Entra Monika, infermiera vera, da sala operatoria. Una donna capace di farti amare le iniezioni. Alta due metri, per l’80% composta da cosce, il 15% da due smeraldi al posto degli occhi e il restante 5% da lunghi capelli neri più ipnotici di Circe.
«Ciccio, cosa fai qua tu?»
« Stavo dicendo al paziente che…»
«Vai svuota cateteri, cosa inutile che tu sei. Nemmeno a Polonia uno come te fanno lavorare.» Ciccio se ne va, lei chiude la porta e mi guarda in silenzio. Si avvicina...
«Spogliati…»
Oh, sì...
«…togliti tutto, dai…»
Oh my god...
«…e mettiti questo.»
Mi porge un camice da sala operatoria.
…azz.
Mi fa sdraiare sulla barella, incurante di quel qualcosa di grande fra di noi e mi porta nel blocco operatorio.

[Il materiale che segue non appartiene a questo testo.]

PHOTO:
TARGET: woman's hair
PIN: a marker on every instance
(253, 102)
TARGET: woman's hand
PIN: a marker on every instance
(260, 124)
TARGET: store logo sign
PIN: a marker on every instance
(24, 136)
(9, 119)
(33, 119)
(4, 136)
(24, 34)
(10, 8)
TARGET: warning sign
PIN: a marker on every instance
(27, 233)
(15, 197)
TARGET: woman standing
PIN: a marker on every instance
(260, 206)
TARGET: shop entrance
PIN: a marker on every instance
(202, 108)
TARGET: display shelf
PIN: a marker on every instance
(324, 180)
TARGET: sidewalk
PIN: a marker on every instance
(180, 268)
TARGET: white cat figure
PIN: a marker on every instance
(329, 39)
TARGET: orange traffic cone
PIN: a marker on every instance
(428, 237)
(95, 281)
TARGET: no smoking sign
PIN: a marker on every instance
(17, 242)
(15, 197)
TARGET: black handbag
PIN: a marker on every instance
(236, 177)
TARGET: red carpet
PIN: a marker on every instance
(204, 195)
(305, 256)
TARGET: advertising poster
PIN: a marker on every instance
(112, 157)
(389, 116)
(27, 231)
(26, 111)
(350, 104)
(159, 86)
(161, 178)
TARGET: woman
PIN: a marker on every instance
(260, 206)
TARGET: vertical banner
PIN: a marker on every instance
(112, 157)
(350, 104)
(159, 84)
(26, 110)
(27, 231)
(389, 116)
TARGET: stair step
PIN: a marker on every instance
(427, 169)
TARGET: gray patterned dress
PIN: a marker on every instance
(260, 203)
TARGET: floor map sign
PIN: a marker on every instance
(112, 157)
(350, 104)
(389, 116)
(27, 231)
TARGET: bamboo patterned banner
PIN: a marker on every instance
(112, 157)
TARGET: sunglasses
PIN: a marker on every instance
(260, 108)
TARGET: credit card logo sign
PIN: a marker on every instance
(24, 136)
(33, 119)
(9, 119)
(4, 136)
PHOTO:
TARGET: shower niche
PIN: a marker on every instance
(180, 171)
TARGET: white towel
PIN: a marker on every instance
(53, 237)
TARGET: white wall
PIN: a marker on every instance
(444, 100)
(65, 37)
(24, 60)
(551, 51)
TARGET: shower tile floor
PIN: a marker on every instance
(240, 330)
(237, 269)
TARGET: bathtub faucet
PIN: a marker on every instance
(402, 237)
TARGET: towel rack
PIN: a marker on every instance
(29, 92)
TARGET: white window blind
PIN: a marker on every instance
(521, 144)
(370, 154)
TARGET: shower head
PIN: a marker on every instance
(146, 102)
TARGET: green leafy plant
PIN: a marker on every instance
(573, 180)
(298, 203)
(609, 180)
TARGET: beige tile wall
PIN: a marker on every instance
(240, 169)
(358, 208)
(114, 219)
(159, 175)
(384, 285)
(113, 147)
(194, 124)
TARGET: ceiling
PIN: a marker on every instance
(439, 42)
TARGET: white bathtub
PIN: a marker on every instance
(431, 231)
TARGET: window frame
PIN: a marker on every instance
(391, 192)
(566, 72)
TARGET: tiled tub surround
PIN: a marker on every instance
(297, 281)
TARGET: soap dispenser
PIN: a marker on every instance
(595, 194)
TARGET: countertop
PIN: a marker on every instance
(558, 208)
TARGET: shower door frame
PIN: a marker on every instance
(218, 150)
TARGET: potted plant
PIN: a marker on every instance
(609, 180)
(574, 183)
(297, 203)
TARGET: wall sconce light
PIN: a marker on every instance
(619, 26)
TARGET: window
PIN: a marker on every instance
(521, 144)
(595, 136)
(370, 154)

«Spetta qui che viene doctore con anecstesista.»
«Comandi.»
Mi sorride e se ne va. Rivaluto istantaneamente le percentuali della sua composizione fisica, aggiungendo un buon 30% di culo a traino allucinogeno.

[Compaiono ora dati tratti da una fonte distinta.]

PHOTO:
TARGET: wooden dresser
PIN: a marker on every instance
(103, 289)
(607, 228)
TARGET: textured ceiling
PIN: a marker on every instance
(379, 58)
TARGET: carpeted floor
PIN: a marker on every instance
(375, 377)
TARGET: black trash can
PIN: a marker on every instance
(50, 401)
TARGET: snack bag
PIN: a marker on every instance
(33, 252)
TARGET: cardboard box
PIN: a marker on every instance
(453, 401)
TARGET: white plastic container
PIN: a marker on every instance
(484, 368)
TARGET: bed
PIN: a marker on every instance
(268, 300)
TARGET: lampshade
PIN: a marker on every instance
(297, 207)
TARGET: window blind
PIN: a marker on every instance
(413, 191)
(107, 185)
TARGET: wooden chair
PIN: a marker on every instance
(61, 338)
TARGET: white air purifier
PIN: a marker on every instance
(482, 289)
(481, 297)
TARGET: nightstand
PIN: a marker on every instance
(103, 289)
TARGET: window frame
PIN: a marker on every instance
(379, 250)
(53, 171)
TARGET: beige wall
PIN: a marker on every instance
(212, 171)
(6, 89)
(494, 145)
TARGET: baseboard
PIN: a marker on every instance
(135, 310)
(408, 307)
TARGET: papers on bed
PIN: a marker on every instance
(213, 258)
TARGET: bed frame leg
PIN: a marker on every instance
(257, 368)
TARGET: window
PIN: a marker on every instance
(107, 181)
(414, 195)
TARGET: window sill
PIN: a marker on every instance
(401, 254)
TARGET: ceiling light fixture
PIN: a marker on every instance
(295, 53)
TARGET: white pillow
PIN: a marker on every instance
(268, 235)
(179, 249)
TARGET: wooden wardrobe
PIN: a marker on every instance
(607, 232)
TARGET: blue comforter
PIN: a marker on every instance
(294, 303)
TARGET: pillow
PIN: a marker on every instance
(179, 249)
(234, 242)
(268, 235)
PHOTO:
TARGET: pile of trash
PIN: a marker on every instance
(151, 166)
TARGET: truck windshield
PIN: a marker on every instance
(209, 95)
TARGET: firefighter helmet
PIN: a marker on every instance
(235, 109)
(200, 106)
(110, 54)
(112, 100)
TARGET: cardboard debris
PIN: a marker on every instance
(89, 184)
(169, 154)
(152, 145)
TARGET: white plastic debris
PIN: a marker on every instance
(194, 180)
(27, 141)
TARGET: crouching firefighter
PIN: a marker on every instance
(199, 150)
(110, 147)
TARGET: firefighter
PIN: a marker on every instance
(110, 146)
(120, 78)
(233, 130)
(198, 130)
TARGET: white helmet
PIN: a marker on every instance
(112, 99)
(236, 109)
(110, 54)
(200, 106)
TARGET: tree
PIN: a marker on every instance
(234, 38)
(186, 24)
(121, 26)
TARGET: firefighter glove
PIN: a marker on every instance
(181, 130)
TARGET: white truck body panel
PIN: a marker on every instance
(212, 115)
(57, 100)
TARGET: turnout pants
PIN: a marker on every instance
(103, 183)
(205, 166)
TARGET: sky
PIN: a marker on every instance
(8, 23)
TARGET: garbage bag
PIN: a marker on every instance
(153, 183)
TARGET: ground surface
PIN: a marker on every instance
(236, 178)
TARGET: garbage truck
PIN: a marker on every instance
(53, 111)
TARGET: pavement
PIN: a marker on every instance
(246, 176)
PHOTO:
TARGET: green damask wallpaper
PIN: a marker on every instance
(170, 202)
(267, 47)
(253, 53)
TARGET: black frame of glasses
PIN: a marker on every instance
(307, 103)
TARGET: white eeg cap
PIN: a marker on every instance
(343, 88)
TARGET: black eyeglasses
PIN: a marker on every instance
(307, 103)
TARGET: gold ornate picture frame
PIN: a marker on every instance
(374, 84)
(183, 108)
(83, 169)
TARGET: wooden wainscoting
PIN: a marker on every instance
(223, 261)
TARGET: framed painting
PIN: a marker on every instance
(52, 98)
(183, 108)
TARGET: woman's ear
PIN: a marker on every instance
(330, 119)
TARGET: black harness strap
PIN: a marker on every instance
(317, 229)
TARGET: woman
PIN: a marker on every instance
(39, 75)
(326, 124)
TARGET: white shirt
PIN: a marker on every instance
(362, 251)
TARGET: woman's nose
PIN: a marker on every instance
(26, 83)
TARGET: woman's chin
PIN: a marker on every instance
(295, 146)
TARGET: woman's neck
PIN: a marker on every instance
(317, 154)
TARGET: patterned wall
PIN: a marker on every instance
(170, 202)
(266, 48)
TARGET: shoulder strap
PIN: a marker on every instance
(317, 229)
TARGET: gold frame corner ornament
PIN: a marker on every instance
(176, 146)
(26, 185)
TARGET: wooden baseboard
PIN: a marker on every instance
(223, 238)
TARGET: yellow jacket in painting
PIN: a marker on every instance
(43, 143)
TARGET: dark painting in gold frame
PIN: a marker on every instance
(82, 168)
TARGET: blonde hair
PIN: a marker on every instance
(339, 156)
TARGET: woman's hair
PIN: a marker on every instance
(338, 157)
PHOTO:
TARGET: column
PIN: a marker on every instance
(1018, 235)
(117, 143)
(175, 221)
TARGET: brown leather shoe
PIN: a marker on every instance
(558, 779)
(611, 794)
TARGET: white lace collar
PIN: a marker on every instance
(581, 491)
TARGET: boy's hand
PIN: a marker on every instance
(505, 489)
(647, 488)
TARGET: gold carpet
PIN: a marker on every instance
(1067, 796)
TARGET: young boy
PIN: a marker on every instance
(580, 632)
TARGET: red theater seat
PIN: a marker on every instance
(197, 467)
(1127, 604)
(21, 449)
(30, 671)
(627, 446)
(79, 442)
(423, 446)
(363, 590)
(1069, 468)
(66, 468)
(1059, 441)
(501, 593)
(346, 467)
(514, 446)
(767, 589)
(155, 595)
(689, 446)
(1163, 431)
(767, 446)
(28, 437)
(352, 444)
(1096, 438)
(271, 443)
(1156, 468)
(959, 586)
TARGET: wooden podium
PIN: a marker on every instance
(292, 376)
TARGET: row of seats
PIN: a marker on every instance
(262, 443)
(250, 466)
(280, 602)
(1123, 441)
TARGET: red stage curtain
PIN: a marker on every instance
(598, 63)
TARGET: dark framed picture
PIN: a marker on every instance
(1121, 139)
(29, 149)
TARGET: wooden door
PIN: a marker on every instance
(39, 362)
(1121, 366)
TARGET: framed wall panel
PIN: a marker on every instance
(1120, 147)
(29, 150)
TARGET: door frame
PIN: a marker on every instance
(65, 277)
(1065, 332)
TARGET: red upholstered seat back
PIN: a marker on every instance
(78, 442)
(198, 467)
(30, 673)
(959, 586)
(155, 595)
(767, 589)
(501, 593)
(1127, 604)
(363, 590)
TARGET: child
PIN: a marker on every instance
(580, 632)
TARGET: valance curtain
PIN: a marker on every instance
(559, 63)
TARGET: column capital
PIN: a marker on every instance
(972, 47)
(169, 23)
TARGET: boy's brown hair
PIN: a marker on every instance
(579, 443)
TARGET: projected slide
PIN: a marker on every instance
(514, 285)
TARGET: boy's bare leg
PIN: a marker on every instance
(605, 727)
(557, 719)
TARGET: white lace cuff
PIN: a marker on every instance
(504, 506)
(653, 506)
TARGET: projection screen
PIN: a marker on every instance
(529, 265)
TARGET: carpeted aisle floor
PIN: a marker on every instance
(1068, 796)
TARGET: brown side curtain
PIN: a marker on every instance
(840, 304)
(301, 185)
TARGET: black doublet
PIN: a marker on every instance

Aspetto, aspetto, aspetto… niente, né doctore e né anecstesista, porca troia. Passano così due ore, e io penso al pranzo che se ne sta andando. Ere dopo, spunta il chirurgo. Capelli lunghi e biondi, gobba e occhi celesti fuori dalle orbite. Sembra E.T. con i capelli.
«Signor paziente, come sta?»
«Benone. Oggi invece di andare al museo o al mare ho ben pensato di venire a fare un giro in ortopedia.»
Il mostro scoppia a ridere, appoggiando la mano sulla mia spalla. Poi di colpo torna serio.
«Mi dispiace, ma per oggi l’operazione è saltata. Abbiamo avuto delle compli… ehi, ma dove sta andando?»
Esco fuori dal blocco operatorio col solo camice addosso e vado in infermeria, pronto a farmi la galera. C’è Oreste, un infermiere che sembra un incrocio fra Woody Allen e Danny De Vito.
«Unnè Ciccio?»
«Boh, forse è sceso al bar.»
Vado in camera, mi rimetto il pigiama e mi piazzo all’ingresso del corridoio che corrisponde all’uscita dell’ascensore. Dopo dieci minuti, l’ascensore si apre e Ciccio viene fuori. Io devo avere l’espressione di un Unno a cui hanno rubato il cavallo.
«Tu! Io ti spiezz…»
« Nun fare accussì - mi interrompe – tiè, basta ca cià finisci.»
Mi dà un fagotto.
«Dentro c’è la pasta al forno, due cosce di pollo e le polpettine di patate. Allorquando sei finito scendi al bar che c’hai il caffè pagato.»
«Ma come fai a sapere che ti stavo cercando?»
«Il chirurgo chiamò in corsia e ci disse che l’operazione fu annullata. Appena lo sentii, scappai a comprare il mangiare per evitare il quarantotto.»
«E bravo Ciccio. Sveglio e reattivo.»
«Sveglio sta minchia. Certo che quello che disse quella cosa dell’ambasciata doveva essere un gran coglione.»
Va via, il povero Ciccio, il turno è finito e io inizio a mangiare. Mi è andata troppo di lusso.
E pensare che mi sarei accontentato di una birra.